At what point do the Sixers and T-Wolves decide that Allen Iverson and Kevin Garnett represent trade bait rather than the foundations of their respective franchises? For the former, the day might be upon us, writes the Chicago Tribune’s Sam Smith.
Perhaps no team has underachieved more this season than the 76ers. Not even the Knicks. Or the Sonics. The 76ers have Iverson. Chris Webber, though limited in mobility, has put up big numbers. They signed their big center, Samuel Dalembert, to a new deal, which actually may have been a mistake. Their role players – Andrew Iguodala, Kyle Korver and John Salmons – could start for many teams. They’ve got size, depth, athleticism and one of the great finishers in the game in Iverson. But they’ve been unmotivated and undisciplined, an unhappy mess that barely defends and stands around during games watching Iverson and Webber.
The rumblings in Philadelphia are that Iverson’s stay has run its course. After all, Philadelphia isn’t exactly the most loyal community to its star athletes, and attendance is down toward the bottom of the NBA. Iverson says he wants to remain with the 76ers, but it’s difficult to see where the team can go now.
The 76ers had explored interest in Iverson before the February trade deadline.
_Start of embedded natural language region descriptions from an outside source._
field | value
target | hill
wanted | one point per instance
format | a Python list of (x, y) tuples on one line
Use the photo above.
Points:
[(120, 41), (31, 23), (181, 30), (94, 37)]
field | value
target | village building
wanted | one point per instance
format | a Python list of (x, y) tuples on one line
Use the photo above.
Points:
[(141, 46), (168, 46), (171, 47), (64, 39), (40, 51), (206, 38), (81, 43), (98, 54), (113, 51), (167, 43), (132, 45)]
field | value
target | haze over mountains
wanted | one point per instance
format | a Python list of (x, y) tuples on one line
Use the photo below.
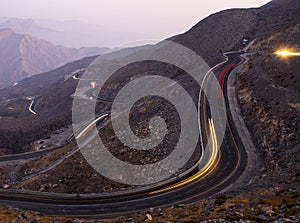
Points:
[(73, 34), (267, 89), (23, 55)]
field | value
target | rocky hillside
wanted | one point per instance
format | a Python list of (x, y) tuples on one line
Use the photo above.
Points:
[(268, 92), (22, 55)]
Iverson is difficult to play with because of the way he monopolizes the ball, and Webber demands the ball as well. They’ve gotten along, even though they don’t seem to fit. Given his bad knees and contract averaging about $20 million through 2007-08, Webber is harder to move.
The solution for Philadelphia may be acquiring Garnett, who last week expressed frustration with already being out of the playoffs again and said he won’t stand for it much longer.
Timberwolves owner Glen Taylor keeps saying he’ll retain Garnett, and rumors of Garnett being reunited with Stephon Marbury have begun. Garnett last week likened his days with Marbury to among his best in the NBA. And you figure the Knicks almost would give Marbury away to lose his salary, demands for the ball and disruptive behavior and comments. It’s equally difficult to see Iverson staying, especially if the 76ers miss the playoffs.